Den Energiebericht der Stadt Gießen fertigen die SWG als Dienstleister für ihre Eigentümerin an. Darüber hinaus arbeiten die Experten aus der Lahnstraße an einer Ausweitung des Angebots für Kommunen: Schon bald soll es ein Werkzeug geben, das belastbare Prognosen der zu erwartenden CO2-Emissionen und darüber hinaus einen Abgleich mit den tatsächlich erreichten Werten ermöglicht. „Mit dieser Dienstleistung möchten wir unsere kommunalen Partner auf ihrem Weg in die Klimaneutralität begleiten und ihnen helfen, die anspruchsvollen Ziele zu erreichen“, beschrieb Matthias Funk die Idee, die ankam: „Die bevorstehenden Aufgaben in Sachen Klimaschutz können wir wahrscheinlich am besten stemmen, wenn Landkreise, Kommunen und Energieversorger wie die SWG eng zusammenarbeiten.“

Stichwort klimaneutral. Dieses Attribut trifft in Gießen bereits auf den öffentlichen Nahverkehr zu. Die gesamte Flotte der SWG-Tochter MIT.BUS fährt bereits seit fast einem Jahr mit Bio-Erdgas und folglich praktisch CO2-neutral. Schon vor Jahren fiel die Entscheidung, Dieselbusse nach und nach durch solche mit Erdgasantrieb zu ersetzen und so den Schadstoffausstoß immer weiter zu reduzieren. Ähnlich vorausschauendes Handeln kündigte der Vorstand für den Ausbau der E-Mobilität im privaten Bereich an: „Einfach nur mitzumachen, um dabei zu sein, halten wir für falsch. Wir suchen stattdessen nach Lösungen, die nachhaltig funktionieren, und haben so unsere neue Produktpalette E-Revolution im vergangenen Jahr auf den Weg gebracht.“

Die SWG kümmern sich aber nicht nur um den technischen Aspekt, sondern auch schon seit vielen Jahrzehnten um eine weitere wichtige Komponente für die Energiewende: die Sensibilisierung der Menschen. „Die Energiewende muss ganz vorne beginnen – beim Energieverbrauch eben. Denn die umweltfreundlichste Energie ist doch die, die erst gar nicht verbraucht wird. Deshalb bieten wir unseren Kundinnen und Kunden schon seit vielen Jahrzehnten eine umfassende Energiesparberatung an. Ein ganzes Team von Energieberaterinnen und -beratern steht in unserem Kundenzentrum dafür zur Verfügung“, brachte es Ina Weller, SWG-Unternehmenssprecherin, auf den Punkt. Dieses Angebot reicht von kleinen Tipps für den Haushaltsalltag im Internet über die persönliche Beratung und Vorträge bis hin zu Dienstleistungen, die sich mit der energetischen Optimierung von Gebäuden beschäftigen. „Jährlich kommen einige Tausend Kundinnen und Kunden, um sich zu informieren“, fügte Ina Weller hinzu.
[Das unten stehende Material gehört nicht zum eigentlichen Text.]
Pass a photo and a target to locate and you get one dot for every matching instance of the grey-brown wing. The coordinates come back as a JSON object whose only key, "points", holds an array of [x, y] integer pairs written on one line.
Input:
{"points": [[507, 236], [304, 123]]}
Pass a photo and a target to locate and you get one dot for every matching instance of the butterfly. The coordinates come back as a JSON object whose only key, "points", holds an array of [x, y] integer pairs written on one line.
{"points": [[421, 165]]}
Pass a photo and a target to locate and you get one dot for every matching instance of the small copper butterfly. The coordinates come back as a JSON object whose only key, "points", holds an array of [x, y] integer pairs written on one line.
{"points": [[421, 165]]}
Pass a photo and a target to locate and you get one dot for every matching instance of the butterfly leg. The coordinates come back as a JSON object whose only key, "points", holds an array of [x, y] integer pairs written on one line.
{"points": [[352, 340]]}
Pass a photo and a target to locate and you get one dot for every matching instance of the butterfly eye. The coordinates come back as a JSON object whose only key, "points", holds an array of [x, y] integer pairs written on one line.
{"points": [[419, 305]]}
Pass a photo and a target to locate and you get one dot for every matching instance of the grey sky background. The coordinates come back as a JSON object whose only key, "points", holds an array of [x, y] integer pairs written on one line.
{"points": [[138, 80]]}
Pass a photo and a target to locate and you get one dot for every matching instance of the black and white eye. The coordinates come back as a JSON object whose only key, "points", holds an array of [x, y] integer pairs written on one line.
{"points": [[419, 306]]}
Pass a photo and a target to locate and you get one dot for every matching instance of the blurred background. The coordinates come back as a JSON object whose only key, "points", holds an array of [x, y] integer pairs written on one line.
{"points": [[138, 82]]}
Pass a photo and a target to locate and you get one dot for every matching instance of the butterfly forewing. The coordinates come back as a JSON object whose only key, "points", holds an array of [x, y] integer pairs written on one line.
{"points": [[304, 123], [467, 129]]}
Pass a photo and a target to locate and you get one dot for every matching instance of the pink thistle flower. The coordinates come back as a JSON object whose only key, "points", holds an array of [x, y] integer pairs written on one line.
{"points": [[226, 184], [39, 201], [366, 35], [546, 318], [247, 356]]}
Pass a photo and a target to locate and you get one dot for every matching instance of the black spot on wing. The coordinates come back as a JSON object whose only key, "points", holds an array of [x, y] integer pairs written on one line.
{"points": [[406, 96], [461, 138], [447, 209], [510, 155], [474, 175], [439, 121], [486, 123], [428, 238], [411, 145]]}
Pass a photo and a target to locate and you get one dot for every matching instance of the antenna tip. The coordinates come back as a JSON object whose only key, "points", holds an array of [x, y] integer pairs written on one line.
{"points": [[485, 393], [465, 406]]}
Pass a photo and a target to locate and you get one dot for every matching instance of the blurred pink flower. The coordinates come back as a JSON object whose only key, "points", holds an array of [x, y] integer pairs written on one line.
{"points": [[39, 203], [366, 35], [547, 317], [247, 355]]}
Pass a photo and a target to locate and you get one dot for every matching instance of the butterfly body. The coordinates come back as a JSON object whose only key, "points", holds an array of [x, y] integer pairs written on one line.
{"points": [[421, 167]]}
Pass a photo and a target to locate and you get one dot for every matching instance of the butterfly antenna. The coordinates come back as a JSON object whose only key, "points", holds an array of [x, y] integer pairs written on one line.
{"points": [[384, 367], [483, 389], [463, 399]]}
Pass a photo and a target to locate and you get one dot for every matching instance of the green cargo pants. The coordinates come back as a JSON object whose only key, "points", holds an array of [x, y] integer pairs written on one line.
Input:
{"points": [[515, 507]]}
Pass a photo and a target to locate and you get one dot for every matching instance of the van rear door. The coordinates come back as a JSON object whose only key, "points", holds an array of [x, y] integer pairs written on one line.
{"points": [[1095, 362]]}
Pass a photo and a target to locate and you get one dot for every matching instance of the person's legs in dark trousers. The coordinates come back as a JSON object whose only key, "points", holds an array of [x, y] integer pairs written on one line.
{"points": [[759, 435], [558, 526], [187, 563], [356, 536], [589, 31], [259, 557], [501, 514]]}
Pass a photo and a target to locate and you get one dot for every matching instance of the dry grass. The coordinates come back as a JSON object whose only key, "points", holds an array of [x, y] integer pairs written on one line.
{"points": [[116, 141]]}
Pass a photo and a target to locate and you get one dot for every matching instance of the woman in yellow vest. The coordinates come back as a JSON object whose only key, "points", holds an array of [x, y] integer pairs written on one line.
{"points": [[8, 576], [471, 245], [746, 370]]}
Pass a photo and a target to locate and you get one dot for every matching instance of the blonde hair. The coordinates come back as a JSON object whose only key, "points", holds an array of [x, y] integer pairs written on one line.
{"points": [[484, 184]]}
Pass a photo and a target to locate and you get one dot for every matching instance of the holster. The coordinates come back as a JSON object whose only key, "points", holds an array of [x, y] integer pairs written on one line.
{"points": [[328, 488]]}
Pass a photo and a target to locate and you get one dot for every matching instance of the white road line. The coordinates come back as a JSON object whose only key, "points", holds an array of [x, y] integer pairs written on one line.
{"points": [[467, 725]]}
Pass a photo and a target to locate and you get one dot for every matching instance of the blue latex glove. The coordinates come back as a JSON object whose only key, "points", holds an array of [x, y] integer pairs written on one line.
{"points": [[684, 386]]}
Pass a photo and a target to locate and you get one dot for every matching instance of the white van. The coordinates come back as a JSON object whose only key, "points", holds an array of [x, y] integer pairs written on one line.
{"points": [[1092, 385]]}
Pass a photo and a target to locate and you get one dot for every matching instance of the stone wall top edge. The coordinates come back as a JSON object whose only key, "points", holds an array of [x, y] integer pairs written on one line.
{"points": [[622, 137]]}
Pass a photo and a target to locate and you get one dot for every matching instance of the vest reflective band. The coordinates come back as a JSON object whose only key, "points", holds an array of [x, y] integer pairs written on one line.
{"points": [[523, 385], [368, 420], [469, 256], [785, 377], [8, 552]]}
Die Herausforderung gemeinsam meistern

Energiedaten sammeln, auswerten und aufbereiten, belastbare Prognosen abgeben und Soll- mit Istwerten abgleichen sowie intelligente Lösungen entwickeln, die eine sichere Energieversorgung und Klimaschutz verbinden – so interpretierte Matthias Funk den Arbeitsauftrag, der sich für die SWG aus der aktuellen Situation ableitet. Zugleich forderte er klare Rahmenbedingungen: „Die Politik in Berlin muss endlich einen Rahmen vorgeben, Berechnungsverfahren festlegen und genau definieren, wann welches Ziel erreicht sein soll.“ Nur dann ist es aus seiner Sicht möglich, den Umbau der Energieversorgung und die weitgehende Dekarbonisierung erfolgreich voranzubringen. Im Landkreis und in den benachbarten Kommunen indes sieht Matthias Funk wichtige Partner. „Ein solch komplexes Projekt lässt sich nur gemeinsam stemmen“, ist sich der Ingenieur sicher. Der Grundstein dafür ist gelegt.